Обе женщины пошли проводить Дойно домой. Они привели в порядок и упаковали имущество Штеттена и отвезли к Менье, который обещал сохранить все до конца войны.
Габи весь день провела у Дойно, его молчание действовало на нее угнетающе, но она храбро все сносила. Она бы не встретилась больше с Дойно, если бы Релли не сообщила ей о кончине Штеттена. Вот уже несколько месяцев, как она смирилась с тем, что ей нечего ждать от этого человека, что он никогда не будет принадлежать ей. Эта уверенность еще причиняла боль, но она находила удовлетворение в мысли, что отношения их отличались редкой чистотой. Если это и было в какой-то мере обманом, вернее самообманом, то вполне добровольным. Аббат Перре все ей объяснил: самые несчастные люди нашего времени — те мужчины, которые блуждают в лабиринте безбожия, хотя призваны на самом деле быть монахами, даже святыми. Они бесконечно близки и в то же время бесконечно далеки от благодати Божией. Они не греются в ее лучах, они мерзнут в ее тени. Самые чудовищные богохульства этих людей не что иное, как страстные крики безнадежной тоски по Богу.
Таким образом, Габи благодаря поддержке священника смирилась с жизнью без Дойно. Когда началась война, она тоже записалась в добровольцы, ей предстояло водить машину «скорой помощи», и она только ждала призыва.
Однажды она привела с собой прелата Грабера.
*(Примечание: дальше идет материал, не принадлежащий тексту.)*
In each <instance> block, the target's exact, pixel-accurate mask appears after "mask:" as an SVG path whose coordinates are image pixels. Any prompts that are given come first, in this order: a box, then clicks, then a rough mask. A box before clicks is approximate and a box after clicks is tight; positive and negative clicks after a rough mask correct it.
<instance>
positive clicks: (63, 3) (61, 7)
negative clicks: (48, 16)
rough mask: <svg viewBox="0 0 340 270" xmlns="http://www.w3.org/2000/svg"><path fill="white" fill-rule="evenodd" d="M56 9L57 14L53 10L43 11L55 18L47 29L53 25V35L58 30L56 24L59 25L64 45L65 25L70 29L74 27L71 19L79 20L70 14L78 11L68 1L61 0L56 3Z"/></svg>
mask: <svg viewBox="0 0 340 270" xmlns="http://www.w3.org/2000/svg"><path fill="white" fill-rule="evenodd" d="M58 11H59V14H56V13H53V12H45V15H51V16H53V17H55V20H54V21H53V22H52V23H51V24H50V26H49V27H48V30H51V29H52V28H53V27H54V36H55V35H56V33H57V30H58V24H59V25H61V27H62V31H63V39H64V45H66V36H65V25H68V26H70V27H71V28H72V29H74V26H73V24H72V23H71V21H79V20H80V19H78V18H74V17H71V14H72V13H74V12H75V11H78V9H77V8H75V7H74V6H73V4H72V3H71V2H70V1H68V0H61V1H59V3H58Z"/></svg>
Он слышал от аббата Перре о том, что случилось со Штеттеном, и горел желанием познакомиться с Фабером.
— Я собираюсь в Рим. Из Германии я уехал два месяца назад. Вы, вероятно, знаете, что со мной произошло, — сказал он Дойно. — Дахау, Бухенвальд. Дахау — всего семнадцать месяцев, считая и время в лагерной больнице, — они меня поначалу здорово избили. — Он указал на свои костыли.